Ayvazian first rejected ITT's argument that the court had failed to consider that the company's elevated student loan cohort default rates were a result of factors outside the company's control and that the Staff Report could not be considered in the § 220 action.
She noted that loan servicing issues and the economic recession had the same impact on every educational institution during the three-year period in which the plaintiff sought to investigate, yet the Staff Report found that ITT had the sixth-highest default rate among the companies investigated.
Ayvazian also concluded that the Staff Report supported a reasonable inference that ITT was tardy in preparing for new federal regulations and that possible mismanagement was a reason for the higher cohort default rates.
However, despite finding this evidence to be sufficiently reliable, Ayvazian determined that the plaintiff failed to demonstrate a proper purpose for bringing his books and records action.

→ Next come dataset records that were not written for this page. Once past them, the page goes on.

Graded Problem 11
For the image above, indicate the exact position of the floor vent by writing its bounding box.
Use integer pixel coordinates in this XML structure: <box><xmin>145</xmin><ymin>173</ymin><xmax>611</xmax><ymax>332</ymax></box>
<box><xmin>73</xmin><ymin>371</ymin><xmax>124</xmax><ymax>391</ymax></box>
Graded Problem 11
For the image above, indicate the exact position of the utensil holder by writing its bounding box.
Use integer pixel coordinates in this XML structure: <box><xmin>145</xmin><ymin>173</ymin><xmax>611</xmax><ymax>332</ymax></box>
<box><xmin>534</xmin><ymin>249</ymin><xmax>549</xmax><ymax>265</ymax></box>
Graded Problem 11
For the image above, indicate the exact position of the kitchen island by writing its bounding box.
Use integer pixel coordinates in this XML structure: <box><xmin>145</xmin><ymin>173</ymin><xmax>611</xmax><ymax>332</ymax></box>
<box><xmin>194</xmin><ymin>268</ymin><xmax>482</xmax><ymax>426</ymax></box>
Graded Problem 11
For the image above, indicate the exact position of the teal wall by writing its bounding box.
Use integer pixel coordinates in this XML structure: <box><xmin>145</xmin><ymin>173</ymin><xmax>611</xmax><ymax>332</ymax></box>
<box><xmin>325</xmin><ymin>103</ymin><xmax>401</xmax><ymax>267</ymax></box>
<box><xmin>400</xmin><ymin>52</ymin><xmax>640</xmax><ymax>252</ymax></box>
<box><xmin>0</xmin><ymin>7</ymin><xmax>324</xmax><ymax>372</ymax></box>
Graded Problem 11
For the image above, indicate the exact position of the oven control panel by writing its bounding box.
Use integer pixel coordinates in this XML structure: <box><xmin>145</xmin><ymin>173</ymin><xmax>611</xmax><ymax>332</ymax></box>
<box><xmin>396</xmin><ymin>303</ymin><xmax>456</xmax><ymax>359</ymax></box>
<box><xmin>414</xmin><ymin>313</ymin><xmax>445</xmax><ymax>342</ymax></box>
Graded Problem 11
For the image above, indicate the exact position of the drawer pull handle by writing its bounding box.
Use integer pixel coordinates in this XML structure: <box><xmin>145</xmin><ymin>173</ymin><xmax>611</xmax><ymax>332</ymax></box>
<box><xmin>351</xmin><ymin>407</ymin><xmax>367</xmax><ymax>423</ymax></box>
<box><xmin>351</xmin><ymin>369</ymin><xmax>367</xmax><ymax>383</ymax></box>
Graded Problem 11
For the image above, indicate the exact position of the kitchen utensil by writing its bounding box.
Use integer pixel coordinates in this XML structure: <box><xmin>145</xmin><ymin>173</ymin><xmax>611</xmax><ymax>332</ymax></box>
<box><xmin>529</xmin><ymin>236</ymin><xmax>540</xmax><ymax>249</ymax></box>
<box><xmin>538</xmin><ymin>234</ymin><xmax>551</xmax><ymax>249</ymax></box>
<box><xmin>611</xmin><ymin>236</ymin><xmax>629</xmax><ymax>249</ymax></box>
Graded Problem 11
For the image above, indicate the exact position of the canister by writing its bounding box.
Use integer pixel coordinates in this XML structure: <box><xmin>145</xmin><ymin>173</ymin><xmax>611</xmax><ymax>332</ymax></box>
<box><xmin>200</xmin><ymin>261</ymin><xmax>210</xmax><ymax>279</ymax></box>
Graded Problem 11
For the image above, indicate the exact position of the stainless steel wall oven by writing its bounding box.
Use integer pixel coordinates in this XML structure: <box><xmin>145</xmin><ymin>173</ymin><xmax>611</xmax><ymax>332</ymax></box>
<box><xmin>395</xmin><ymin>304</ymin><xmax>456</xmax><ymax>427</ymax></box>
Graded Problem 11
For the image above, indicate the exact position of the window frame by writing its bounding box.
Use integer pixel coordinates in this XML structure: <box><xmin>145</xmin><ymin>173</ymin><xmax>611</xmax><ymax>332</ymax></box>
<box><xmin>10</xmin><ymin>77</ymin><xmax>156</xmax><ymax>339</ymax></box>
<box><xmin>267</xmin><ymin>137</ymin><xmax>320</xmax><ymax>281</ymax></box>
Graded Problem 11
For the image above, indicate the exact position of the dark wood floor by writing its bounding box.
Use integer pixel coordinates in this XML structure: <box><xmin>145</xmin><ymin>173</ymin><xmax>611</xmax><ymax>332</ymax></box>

Ayvazian determined that it was evident from the record that the plaintiff was seeking evidence for the purpose of bringing a possible Caremark claim, and one of elements of this type of claim is loss or harm to the corporation.
According to the report, the plaintiff limited the scope of his demands to investigating concerns that ITT was jeopardizing its income stream from federal student loans. Ayvazian found that the company was not at risk of losing this income stream even if the court were to assume possible mismanagement.
“There is no probability at least in the near future, that such harm will occur,” she opined.
Accordingly, she upheld ITT's exception and modified her report to recommend that the chancery court grant ITT's motion for summary judgment.